Selon le responsable, la production globale du Soudan en 2017 est à répartir entre le secteur minier traditionnel à qui il impute 80% de la production, soit 80 tonnes au total et les petites et les grandes sociétés minières qui ont produit le reste, soit 20% de la production nationale.

Il s’agit d’une performance prévisible au vu des chiffres enregistrés ces derniers mois. Début décembre dernier, le ministre Hashim Ali Salem lors d’une interview à la presse locale, avait déclaré qu’au cours des 11 premiers mois de l’année 2017, le Soudan avait produit 95,1 tonnes d’or, soit 1,7 tonne de plus que la production à la même période en 2016. Un peu plus tôt au cours de l’année, en octobre 2017, le responsable gouvernemental avait aussi indiqué dans un communiqué de son département, que de janvier à septembre 2017, son pays a produit pas moins de 74,6 tonnes d’or. « Les sociétés minières traditionnelles ont produit 63,2 tonnes ; les petites sociétés minières ont produit 0,2 tonne et les grandes sociétés minières ont produit 11,2 tonnes », a-t-il énoncé dans sa déclaration. Cette production est cependant toujours en deçà des attentes du pays.

150 tonnes d’or visées

Avec la sécession qui a vu naître l’Etat du Soudan du sud, le Soudan a perdu les trois quarts de ses revenus pétroliers et doit trouver le plus rapidement possible un palliatif. Ainsi les autorités comptent faire de l’or, l’une des principales sources de recettes pour le pays. Ministre soudanais des ressources minières d’alors, Kamal Abdel-Latif avait annoncé en février 2013, à l’occasion d’une cérémonie d’inauguration de la mine d’or de Qbgbi dans l’Etat du Nile River, que le pays prévoyait atteindre une production annuelle de 150 tonnes d’or, soit une production d’une valeur de 8 milliards de dollars par an.

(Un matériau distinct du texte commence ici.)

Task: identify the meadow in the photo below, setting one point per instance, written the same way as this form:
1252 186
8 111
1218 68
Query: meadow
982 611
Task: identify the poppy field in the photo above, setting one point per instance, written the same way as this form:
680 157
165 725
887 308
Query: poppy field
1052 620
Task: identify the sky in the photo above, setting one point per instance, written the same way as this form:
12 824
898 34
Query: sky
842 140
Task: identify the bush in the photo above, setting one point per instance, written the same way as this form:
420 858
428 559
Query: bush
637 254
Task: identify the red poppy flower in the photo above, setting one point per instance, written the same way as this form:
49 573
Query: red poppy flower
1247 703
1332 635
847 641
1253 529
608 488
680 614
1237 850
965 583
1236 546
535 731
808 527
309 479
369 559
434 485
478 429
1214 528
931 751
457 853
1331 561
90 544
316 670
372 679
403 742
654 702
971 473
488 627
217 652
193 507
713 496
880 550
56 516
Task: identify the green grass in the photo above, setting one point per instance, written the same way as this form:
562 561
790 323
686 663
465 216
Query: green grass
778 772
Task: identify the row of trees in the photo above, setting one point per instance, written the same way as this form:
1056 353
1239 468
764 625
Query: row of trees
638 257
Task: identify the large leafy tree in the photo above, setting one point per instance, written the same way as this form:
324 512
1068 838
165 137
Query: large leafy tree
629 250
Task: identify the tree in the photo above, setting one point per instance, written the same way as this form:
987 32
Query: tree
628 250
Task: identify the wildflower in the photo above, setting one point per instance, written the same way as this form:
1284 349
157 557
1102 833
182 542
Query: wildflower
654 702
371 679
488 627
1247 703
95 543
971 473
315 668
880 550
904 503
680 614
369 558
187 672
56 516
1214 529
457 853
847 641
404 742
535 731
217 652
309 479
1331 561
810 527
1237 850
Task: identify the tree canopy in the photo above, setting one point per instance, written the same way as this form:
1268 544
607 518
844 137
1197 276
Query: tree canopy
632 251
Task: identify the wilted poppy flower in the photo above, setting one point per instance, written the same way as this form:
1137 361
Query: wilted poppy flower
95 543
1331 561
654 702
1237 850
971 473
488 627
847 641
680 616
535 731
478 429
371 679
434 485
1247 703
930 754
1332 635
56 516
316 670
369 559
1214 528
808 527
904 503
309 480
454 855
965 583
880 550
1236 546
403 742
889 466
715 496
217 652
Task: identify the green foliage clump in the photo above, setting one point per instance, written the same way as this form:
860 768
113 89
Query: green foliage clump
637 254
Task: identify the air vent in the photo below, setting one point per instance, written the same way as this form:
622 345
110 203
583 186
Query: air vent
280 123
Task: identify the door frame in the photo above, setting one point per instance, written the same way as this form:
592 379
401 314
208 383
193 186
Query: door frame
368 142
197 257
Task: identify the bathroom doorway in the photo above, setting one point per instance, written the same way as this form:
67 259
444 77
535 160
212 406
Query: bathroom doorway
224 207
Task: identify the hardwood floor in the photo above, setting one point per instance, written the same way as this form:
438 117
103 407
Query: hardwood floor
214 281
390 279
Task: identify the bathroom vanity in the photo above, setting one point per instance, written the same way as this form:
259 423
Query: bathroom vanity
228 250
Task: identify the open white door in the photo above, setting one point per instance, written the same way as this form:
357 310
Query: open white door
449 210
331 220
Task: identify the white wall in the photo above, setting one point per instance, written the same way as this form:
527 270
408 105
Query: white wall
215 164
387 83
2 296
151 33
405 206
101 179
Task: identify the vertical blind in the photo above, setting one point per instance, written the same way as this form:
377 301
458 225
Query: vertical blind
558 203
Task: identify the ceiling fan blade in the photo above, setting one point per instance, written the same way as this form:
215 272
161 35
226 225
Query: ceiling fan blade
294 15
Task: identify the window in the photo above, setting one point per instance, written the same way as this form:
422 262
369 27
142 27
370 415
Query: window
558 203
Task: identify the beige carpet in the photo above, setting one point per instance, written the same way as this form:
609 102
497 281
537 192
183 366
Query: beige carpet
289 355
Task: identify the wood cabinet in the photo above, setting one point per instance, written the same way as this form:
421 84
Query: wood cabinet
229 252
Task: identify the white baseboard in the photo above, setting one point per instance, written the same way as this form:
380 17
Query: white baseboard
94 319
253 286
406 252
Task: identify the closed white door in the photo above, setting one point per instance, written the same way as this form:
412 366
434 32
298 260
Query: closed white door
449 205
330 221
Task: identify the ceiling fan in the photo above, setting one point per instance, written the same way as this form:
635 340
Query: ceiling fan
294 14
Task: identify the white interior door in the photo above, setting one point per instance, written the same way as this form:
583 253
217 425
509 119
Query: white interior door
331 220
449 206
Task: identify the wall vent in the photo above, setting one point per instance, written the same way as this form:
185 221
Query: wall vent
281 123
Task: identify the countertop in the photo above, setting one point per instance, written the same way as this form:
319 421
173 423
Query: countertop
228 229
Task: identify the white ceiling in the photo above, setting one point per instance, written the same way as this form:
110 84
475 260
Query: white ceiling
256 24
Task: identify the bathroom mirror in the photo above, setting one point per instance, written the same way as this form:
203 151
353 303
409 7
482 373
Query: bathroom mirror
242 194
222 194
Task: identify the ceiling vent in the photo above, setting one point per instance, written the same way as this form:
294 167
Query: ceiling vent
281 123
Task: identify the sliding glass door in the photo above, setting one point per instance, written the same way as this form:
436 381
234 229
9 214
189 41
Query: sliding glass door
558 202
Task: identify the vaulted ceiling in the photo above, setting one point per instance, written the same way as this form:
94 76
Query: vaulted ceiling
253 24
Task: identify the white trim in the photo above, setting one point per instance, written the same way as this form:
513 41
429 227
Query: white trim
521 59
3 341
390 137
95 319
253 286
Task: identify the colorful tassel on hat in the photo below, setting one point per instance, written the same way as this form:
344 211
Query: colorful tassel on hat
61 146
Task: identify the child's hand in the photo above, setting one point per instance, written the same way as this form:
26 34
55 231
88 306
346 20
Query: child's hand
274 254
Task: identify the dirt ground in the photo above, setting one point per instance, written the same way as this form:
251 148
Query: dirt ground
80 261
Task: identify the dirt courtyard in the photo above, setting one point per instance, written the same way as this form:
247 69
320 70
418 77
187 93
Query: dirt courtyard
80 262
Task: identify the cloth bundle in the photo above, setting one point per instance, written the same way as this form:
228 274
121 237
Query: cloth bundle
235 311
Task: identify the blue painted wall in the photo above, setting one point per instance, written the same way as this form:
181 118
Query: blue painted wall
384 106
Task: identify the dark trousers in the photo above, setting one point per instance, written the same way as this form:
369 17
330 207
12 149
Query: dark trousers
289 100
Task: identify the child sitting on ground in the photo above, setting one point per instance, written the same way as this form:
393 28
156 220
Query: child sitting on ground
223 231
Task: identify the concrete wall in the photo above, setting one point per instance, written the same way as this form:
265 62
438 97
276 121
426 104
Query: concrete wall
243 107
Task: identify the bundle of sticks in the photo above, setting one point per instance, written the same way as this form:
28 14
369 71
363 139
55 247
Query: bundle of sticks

Le pays visait aussi la troisième place de producteur d’or en Afrique. Une place qu’elle a réussi à arracher en mai 2017 au Mali. Dans son nouveau rapport sur les perspectives du marché des matières premières, la Banque mondiale avait indiqué que le Soudan était devenu le nouveau troisième producteur d’or d’Afrique avec 82 tonnes (contre 53 tonnes pour le Mali) après l’Afrique du sud et le Ghana.

En effet, le Soudan aurait peut-être pu mieux faire s’il ne devrait pas faire face au problème de contrebande, omniprésente dans son secteur aurifère. Dans son récent communiqué, Hashim Ali Salem a souligné qu’il travaille actuellement à « lever les éléments qui font encore obstacle aux investissements dans le secteur des mines d’or, et à lutter contre la contrebande d’or ». Le responsable a aussi appelé les organes de sécurité concernés à déployer davantage d’efforts pour empêcher ce phénomène et a réaffirmé son intention d’effectuer le suivi des concessions accordées aux sociétés ainsi que de leur production d’autres minerais.